Sophia rió, notando el contraste.
—Dios, eres demasiado grande. No sé si estoy bailando o si voy a escalarte.
John bajó la mirada, con una media sonrisa que parecía esconder algo más.
—Me gustan las mujeres pequeñas —dijo con voz grave, tan baja que solo ella lo oyó.
Sophia lo miró sorprendida, pero no retrocedió.
—Y a mí los retos imposibles —respondió con picardía.
La orquesta comenzó a tocar. John le ofreció su mano, y ella la tomó sin pensar.
Cuando él la atrajo hacia sí, su cuerpo casi desapareció entre sus brazos. Sus movimientos eran firmes, precisos, y aun así había en ellos una delicadeza que la hizo sonreír.
La multitud aplaudía y reía, haciendo comentarios entre risas sobre la curiosa pareja en la pista: él, enorme y musculoso, parecía capaz de levantarla con una sola mano; ella, pequeña y delgada, apenas alcanzaba su pecho y aun así intentaba llevar el ritmo con toda la determinación del mundo.
—¡Parece un guardaespaldas bailando con su muñeca! —bromeó alguien, y las risas se multiplicaron.
Sophia fingió no oír, aunque sus mejillas se encendieron. John, en cambio, se limitó a sonreír, sin soltarla. La guiaba con calma, con movimientos seguros que compensaban la diferencia de tamaño.
Ella, en cambio, lo hacía reír. Cada vez que él intentaba mantener la compostura, Sophia se inclinaba, murmuraba algo divertido o giraba con tanta energía que lo obligaba a reaccionar.
Ella se movía con soltura, girando con ligereza, riendo cada vez que él intentaba seguir el ritmo con rigidez marcial. Al final, la escena era tan cómica como encantadora: el exmarine más serio del planeta, dominado en la pista por una pelirroja impredecible.
Sophia deslizaba su mano por el pecho de John, explorando con descaro el contorno de sus músculos bajo la camisa.
—Wow… esto no es tela, es acero —bromeó, arqueando una ceja.
John soltó una carcajada genuina, profunda, que atrajo más de una mirada curiosa. Era la primera vez en toda la noche que se reía así.
—Te advierto que el acero se calienta rápido —replicó con tono divertido.
Sophia sonrió, encantada con la respuesta.
—Entonces no te quejes si empiezo un incendio —dijo, bajando la voz con humor travieso.
El intercambio provocó risas entre los invitados que los observaban desde las mesas.

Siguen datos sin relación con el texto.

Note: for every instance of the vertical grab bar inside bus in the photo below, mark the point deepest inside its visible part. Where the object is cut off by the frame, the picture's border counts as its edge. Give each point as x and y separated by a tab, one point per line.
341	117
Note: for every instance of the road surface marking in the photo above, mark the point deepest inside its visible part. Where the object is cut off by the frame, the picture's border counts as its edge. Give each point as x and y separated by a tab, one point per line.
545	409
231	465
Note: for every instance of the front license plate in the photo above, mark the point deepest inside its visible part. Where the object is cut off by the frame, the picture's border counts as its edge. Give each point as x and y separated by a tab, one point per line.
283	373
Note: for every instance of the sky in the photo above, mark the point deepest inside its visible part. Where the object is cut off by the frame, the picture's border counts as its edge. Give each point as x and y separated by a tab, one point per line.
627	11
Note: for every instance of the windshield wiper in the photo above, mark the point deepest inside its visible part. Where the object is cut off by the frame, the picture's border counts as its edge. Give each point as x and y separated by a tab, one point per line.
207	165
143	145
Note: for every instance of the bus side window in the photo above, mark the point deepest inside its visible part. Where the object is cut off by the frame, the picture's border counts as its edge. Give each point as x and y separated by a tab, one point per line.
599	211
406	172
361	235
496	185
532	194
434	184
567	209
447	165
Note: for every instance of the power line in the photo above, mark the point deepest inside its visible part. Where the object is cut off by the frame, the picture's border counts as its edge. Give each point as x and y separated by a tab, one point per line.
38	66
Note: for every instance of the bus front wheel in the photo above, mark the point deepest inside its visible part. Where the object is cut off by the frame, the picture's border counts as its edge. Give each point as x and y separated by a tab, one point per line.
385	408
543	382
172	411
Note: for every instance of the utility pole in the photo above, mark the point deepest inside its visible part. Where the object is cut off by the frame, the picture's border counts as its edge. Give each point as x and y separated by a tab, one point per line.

El DJ, divertido, cambió a una melodía más lenta. John la tomó de la cintura y la acercó un poco más; ella apoyó la mano sobre su hombro, ligera, casi juguetona.
El contraste entre ambos era casi perfecto: ella, pequeña y risueña; él, alto, fuerte y sorprendido por lo fácil que resultaba bajar la guardia con ella.
—Eres incorregible —murmuró él, todavía sonriendo.
—Y tú, irresistible —contestó ella, mirándolo directo a los ojos.
El baile fue un espectáculo en sí mismo. Ella, con su 1,57 de estatura, apenas llegaba a su pecho; él, con sus 1,95, la envolvía casi por completo con un solo movimiento. Sophia parecía una chispa descontrolada a punto de incendiar la pista, mientras John era una muralla elegante intentando seguirle el paso.
—No mires tus pies, grandote —le susurró riendo—. Confía en mí.
—Eso es precisamente lo que me preocupa —replicó él sin perder la compostura.
Cada vez que ella giraba, su cabello rojo se movía como fuego bajo las luces. Él, con su porte de exmarine, hacía lo posible por mantener el ritmo sin parecer un robot recién calibrado. El contraste era hipnótico: la ligereza de ella frente a la firmeza de él.
—¿Siempre eres así de tenso o solo cuando bailas con mujeres más bajas? —preguntó ella, levantando la vista con descaro.
—Solo cuando amenazan con fracturarme el orgullo —respondió con una media sonrisa.